Notes on Spatial Data and Representation in the Humanities in a Rapidly Changing Digital Environment

This project seeks to convey spatial data on the internet in a manner that updates the traditional form of the atlas. As a compendium of maps arranged geographically or thematically, and often bound in a book or codex, an atlas represents the promise of presentation of spatial information at a variety of scales but with a consistent narrative: even though one may delve to the microscale, one still retains the feeling that a hand has shaped the narrative pathway down to the particular small scale map, and that it is included for a reason. This project seeks to take that spatial-narrative structure and update it to provide an alternative take on the proliferation of "digital humanities" projects that display spatial data and ask the viewer to reach her own conclusions. Instead, this project does away with the seeming default anonymity of the internet to reintroduce the apparent hand of the author who provides guidance in the interpretation of the mountain of data.

The atlas was conceived of as an instrument to aid in outreach from Dumbarton Oaks to the surrounding community. With an audience of high school students and nonspecialist public in mind, the atlas is meant to be a resource that would provide insight into the way in which water, and the infrastructure that deals with water, shaped various aspects of the design and development of the City of Washington, and the region around the District of Columbia. Primarily a graphic resource, early on in the research and design of the project I realized that text and other kinds of visual material would be a useful augment to the maps themselves. Imagining a tenth grader looking to find material on Rock Creek Park, I envisioned a path through the atlas that would show not only the park boundaries, but begin to make connections to issues of topography and drainage, for example.
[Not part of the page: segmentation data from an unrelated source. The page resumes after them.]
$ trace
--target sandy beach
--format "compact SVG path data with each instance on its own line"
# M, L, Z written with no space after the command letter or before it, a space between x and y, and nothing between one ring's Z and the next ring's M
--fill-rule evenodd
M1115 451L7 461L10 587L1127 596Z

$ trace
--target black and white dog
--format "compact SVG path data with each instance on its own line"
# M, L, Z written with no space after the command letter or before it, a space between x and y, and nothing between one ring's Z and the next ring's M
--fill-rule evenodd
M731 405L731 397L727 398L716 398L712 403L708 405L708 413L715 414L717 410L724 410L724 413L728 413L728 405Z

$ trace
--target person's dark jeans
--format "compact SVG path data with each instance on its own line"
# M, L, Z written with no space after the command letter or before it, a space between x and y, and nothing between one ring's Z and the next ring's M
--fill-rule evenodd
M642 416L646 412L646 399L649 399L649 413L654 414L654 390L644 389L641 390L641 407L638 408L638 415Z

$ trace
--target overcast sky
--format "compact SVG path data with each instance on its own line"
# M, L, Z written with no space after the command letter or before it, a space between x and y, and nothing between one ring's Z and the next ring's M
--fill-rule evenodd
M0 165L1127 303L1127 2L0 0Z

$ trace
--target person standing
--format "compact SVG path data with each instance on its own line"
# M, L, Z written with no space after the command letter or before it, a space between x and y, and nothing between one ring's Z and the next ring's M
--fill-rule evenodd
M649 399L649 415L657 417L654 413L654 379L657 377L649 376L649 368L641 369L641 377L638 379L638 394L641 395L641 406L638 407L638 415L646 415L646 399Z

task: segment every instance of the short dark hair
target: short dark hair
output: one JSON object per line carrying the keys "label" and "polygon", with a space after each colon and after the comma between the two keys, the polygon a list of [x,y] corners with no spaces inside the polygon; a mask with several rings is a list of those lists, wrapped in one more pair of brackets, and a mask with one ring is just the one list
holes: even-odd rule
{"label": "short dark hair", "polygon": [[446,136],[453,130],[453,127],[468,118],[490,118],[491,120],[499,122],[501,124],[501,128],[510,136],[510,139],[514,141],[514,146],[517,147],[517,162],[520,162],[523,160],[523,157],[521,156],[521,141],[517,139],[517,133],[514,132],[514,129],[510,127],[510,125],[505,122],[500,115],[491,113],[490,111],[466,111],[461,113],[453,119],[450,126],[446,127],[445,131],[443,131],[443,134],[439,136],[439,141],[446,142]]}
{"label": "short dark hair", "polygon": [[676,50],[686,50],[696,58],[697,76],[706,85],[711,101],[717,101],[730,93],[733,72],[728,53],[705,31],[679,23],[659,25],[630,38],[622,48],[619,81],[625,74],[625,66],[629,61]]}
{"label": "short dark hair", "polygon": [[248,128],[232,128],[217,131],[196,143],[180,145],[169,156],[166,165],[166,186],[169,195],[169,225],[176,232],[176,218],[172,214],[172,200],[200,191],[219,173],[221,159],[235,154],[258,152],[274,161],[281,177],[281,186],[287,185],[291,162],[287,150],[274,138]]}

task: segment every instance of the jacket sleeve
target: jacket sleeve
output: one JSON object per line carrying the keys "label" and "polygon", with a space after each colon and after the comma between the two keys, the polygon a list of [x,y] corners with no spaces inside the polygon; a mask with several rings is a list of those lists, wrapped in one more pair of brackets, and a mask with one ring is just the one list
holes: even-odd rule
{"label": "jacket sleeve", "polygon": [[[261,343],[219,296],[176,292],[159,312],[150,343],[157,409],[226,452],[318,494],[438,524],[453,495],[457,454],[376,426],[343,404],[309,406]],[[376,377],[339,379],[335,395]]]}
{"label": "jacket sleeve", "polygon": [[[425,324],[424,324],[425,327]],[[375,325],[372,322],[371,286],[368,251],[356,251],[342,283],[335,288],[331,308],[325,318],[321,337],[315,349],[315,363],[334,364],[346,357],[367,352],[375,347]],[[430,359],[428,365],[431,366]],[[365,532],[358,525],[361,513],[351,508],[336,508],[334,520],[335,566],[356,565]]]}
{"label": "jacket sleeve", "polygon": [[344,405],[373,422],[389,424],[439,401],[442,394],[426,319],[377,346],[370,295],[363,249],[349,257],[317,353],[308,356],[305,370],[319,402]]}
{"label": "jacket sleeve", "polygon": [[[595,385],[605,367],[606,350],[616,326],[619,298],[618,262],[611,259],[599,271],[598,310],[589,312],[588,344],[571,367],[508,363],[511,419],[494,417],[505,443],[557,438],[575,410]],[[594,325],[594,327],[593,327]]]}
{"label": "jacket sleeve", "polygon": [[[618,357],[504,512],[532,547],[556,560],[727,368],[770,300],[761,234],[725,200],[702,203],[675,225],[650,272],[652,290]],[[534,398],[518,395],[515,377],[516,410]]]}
The path would lead past various connections to other aspects of the city and landscape and end at suggestions of further reading or research (which also happened to be the sources I consulted to make the atlas in the first place). As I gathered data early in the project, I came to realize that my job as cartographer and "digital historian" was to carve these pathways into the historical maps and data, and my tools would be drawing and curating.

Description of Methodology

The libraries and collections of the District contain vast amounts of spatial data; the problem is that much of it has not been digitized. Perhaps half the work of the atlas represents efforts to find, research, and digitize historical and current spatial data. About one-third of the data used to produce the atlas was gleaned from public-domain government sources, primarily the District of Columbia Government and the U.S. Geological Survey (USGS), who both maintain accessible databases of spatial data. One of the primary victories of the water atlas was the compilation of all of this data, located on a website here or a server there, into one location. All of the maps were then generated from this specific library.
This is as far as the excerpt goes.